The President of the Republic and his close associates are facing a very important and difficult decision regarding the acceptance or rejection of the claim of the US Chevron to modify the 2019 agreement and not to use a floating production unit at the Aphrodite field.
If the Americans’ new proposal is eventually accepted, technocrats from the Energy Ministry, the Cyprus Hydrocarbon Company, and French consultancy Beicip Franlab warn that it will result in a very large loss of revenue (amounting to billions of euros) for the Republic of Cyprus. Further handling is currently being discussed at the Presidential Palace, in the framework of a new meeting between President Christodoulides, the Minister of Energy, the Legal Service, and their colleagues.
Chevron maintained a firm stance during yesterday’s meeting at the Presidential Palace, Phileleftheros’s information from unofficial sources reported. The company reportedly did not even discuss the alternative options put on the table by the Republic of Cyprus to avoid a final deadlock.

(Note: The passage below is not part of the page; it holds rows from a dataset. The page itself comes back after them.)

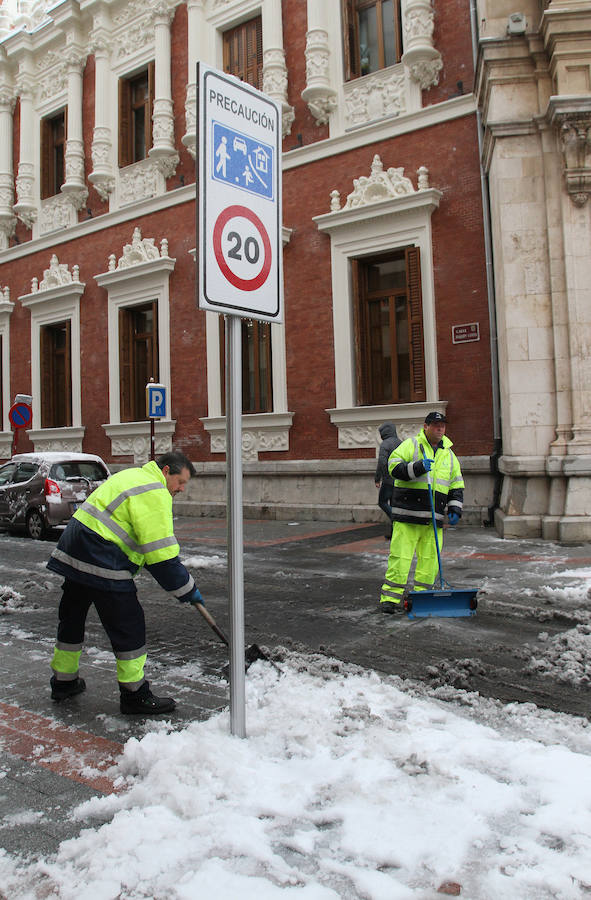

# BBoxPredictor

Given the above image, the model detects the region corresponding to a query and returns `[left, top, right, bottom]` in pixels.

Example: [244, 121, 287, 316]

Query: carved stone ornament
[211, 422, 289, 462]
[344, 67, 406, 128]
[111, 434, 172, 465]
[109, 228, 168, 272]
[263, 47, 295, 137]
[39, 188, 88, 234]
[14, 160, 37, 228]
[302, 28, 337, 125]
[0, 172, 16, 250]
[113, 17, 154, 60]
[182, 82, 197, 159]
[409, 56, 443, 91]
[402, 0, 443, 91]
[558, 114, 591, 206]
[0, 84, 16, 112]
[340, 153, 424, 212]
[31, 253, 80, 294]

It is neither discussing the financial contribution of the state with hundreds of millions for the installation of the floating production unit (although it is not foreseen in the 2019 agreement) nor the option of diversifying the revenue-sharing agreement so that the Republic of Cyprus – without the floating production unit – receives a higher percentage of revenues from the marketing of gas during the first phase of the development of the field and not during the second phase, when, according to the Republic’s technocrats, the quantities of gas that will be sold will be reduced.
It is obvious that the President of the Republic is faced with a very difficult dilemma, which is determined not only by technocratic-economic criteria but also by geopolitical ones.